Jean-Baptiste Kempf, best known as the lead developer behind the VLC Media Player, is now applying his experience in open-source video infrastructure to a different computing frontier: real-time control systems for robots and autonomous devices.
Kempf is the founder of Kyber, a Paris-based startup developing an infrastructure layer designed to synchronize video, audio, sensor data, and control inputs with minimal latency. The system is positioned for use cases where operators and machines are physically separated from the underlying compute and execution environment.
The company has raised a $5 million funding round led by venture capital firm Lightspeed, which has also backed companies including Anthropic and Mistral AI. Lightspeed framed its investment in the context of “physical AI,” stating that such systems depend heavily on robust underlying infrastructure.
Kyber’s core product is an SDK that focuses on real-time coordination between remote operators and distributed devices. Kempf describes the system as addressing environments “where the person who’s operating is not in the same place as the compute, which is not in the same place as the action.”
The startup’s technical approach draws heavily from streaming architecture. Kempf previously worked on cloud gaming infrastructure at Shadow, and Kyber’s design reflects that background in low-latency video transmission combined with IoT device optimization.
From Video Streaming to Physical AI Infrastructure
The company’s origins are rooted in video streaming systems, a lineage that traces back to Kempf’s work on VLC and later cloud gaming platforms. Kyber extends those principles into physical systems where latency becomes operationally critical.
Kempf has emphasized that in real-world machine control, timing constraints are strict. “If you control things in the real world, every millisecond matters,” he said, underscoring the importance of minimizing lag between operator input and machine response.
The company argues that while similar systems exist in niche deployments such as remote driving, most are limited in scale. Kempf noted that existing implementations often manage only a few thousand vehicles, whereas future deployments may require coordination across millions of devices.
Scaling Remote Operations and Device Observability
Kyber’s architecture also targets a challenge that becomes more complex at scale: observability. As fleets of autonomous systems grow, ensuring that devices are functioning correctly and responding as expected becomes a core engineering requirement.
The company positions its system as applicable to a range of scenarios, from remote software updates to full operational control of distributed hardware fleets. This includes robotics, drones, and remote IT infrastructure management.

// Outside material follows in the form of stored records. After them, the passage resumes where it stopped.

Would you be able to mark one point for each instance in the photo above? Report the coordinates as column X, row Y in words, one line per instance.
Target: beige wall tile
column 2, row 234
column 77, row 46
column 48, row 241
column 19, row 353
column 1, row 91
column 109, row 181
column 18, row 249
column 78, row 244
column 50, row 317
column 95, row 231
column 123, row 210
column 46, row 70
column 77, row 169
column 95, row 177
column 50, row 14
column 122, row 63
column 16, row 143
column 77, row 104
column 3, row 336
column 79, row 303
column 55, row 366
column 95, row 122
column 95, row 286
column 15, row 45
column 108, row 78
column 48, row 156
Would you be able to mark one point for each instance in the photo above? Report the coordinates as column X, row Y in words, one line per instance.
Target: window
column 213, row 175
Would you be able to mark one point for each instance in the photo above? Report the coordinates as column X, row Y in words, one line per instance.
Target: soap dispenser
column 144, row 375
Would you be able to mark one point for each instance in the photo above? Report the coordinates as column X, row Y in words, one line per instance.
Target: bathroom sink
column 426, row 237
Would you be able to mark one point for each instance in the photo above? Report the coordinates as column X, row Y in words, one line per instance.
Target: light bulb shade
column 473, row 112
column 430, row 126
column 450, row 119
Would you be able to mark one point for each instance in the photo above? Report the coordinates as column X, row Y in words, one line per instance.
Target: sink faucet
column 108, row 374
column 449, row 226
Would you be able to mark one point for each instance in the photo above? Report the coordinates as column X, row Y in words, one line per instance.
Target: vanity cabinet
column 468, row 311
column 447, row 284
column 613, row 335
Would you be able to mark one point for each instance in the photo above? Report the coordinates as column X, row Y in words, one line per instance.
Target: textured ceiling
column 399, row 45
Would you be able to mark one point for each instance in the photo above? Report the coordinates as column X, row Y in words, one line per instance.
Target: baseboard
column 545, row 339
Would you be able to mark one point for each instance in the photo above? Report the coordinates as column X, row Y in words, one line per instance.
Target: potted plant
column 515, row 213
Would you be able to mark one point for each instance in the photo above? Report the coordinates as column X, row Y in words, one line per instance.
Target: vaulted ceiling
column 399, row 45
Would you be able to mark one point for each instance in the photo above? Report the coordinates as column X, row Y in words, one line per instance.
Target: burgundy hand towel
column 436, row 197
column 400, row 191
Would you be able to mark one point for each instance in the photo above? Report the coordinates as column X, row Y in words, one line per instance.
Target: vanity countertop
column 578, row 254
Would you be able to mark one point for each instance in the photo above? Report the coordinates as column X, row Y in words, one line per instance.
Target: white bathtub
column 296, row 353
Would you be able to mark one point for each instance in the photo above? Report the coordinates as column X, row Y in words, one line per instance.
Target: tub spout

Kyber is also exploring the remote IT access space, a market often associated with enterprise tools such as Citrix. Kempf has indicated that Kyber aims to extend beyond traditional remote desktop models into broader infrastructure control systems.
Open Source Foundations and Enterprise Deployment
Kyber is built on a hybrid model. Its core software remains open source, reflecting Kempf’s long-standing involvement in community-driven development. Alongside this, the company offers enterprise-grade deployments and services, including forward-deployed engineering support.
Forward-deployed engineers form a significant portion of Kyber’s approximately 25-person team. The startup operates from Paris, with additional offices in San Francisco and Singapore, reflecting its target of global enterprise deployment.
According to the company, Kyber is already in commercial use across sectors including defense, telecommunications, robotics, and artificial intelligence systems.
Market Position and Technical Direction
Kyber’s strategic focus is concentrated on three main areas: robotics, drone systems, and remote IT access. Each reflects different aspects of distributed machine control, unified by the requirement for low-latency synchronization between operators and devices.
The company’s underlying premise is that future AI systems will increasingly interact with physical environments, making real-time infrastructure as critical as model performance. Lightspeed described this dependency in its investment announcement, noting that “physical AI is only as good as the underlying systems running it.”
While still early in scale, Kyber’s positioning reflects a broader industry shift toward infrastructure designed for embodied AI systems rather than purely digital applications.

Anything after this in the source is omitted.